Imagine that the ingredient being added to the dish
contains a dangerous chemical. The experiment
allows investigators to detect the presence of the substance simply by exposing it to bacteria and having
humans, animals, or even instrumentation detect the
chemical changes generating the fragrance.
What does this have to do with computer science?
The question and its answer are at the heart of synthetic biology. Its objective is to reengineer cells by
changing or supplementing their DNA so the ensuing cell products are sensitive to given substances
and can indicate and eventually eradicate their presence. For example, synthetic biology could potentially engineer harmless bacteria capable of detecting
and absorbing oil spills or breaking down carbon
dioxide in the atmosphere.
The entity that associates synthetic biology to
computer science is DNA, which can be viewed as a
program that remains static or dormant in a computer-like memory. Only when it is executed by
processors—the equivalent of interpreters and hardware—does its dynamic behavior come to life.
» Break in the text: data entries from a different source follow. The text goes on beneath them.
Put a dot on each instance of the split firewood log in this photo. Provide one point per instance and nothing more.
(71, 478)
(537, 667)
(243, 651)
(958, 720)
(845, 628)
From its origins in the early 1980s, bioinformatics, combining computer science and biology, has
dealt mostly with the static properties of DNA and
its products, like RNA and proteins. With the
automation of DNA sequencing in the mid-1980s,
the immediate goal was to obtain sequences of letters—A, C, G, and T—identifying the basic
nucleotides that characterize all living matter, from
bacteria to humans. The project of sequencing a
variety of genomes is still formidable; a recent press
release reported “The theoretical price of having
one’s personal genome sequenced just fell from the
prohibitive $20 million to about $2.2 million, and
the goal is to reduce the amount further—to about
$1,000—to make individualized prevention and
treatment realistic” [ 7].
Following the principles of Darwinian evolution,
bioinformatics specialists have scrutinized similarities
among the static DNA of various species. In fact,
nearly all research in similarities to date has been
done at the static level, without great concern for the
dynamics triggered when DNA is processed by
actors, like polymerases and ribosomes. Such actors
are essentially the nanobiological machinery that
processes DNA to produce proteins—the building
blocks of life.
Current efforts in bioinformatics also seek to
determine protein structure and function. Most
research has concentrated on identifying the stable
3D shape of a static molecule, even though protein
molecules have degrees of flexibility that are relevant
in determining a molecule’s function. The concern
for static sequences and 3D structures is still amply
justified, since studying the dynamics of DNA and
protein interaction is nearly impossible without a
thorough study of their static counterparts.
Protein function is specified through informal
natural language sentences that describe the role of a
protein in a living cell. This description must still be
complemented with formal specifications by, for
example, indicating the protein’s role in a network of
protein interactions. Computer scientists are needed
to design these specifications.
Systems biology studies the dynamic properties of
the interactions between DNA and its products. Even
if this new field is viewed as a branch of bioinformatics, it is already an area of significant interest to biologists, computer scientists, control engineers, and
mathematicians. In dealing with static DNA and its
products, including protein sequences, fundamental
computer science algorithms operate on strings of symbols. They search for approximate patterns in very long
sequences, compare multiple sequences, and combine
overlapping sequences. Optimization is the objective of
the approximate pattern-matching of sequences; the
algorithms are designed to minimize the cost of
abstractly transforming one sequence into another.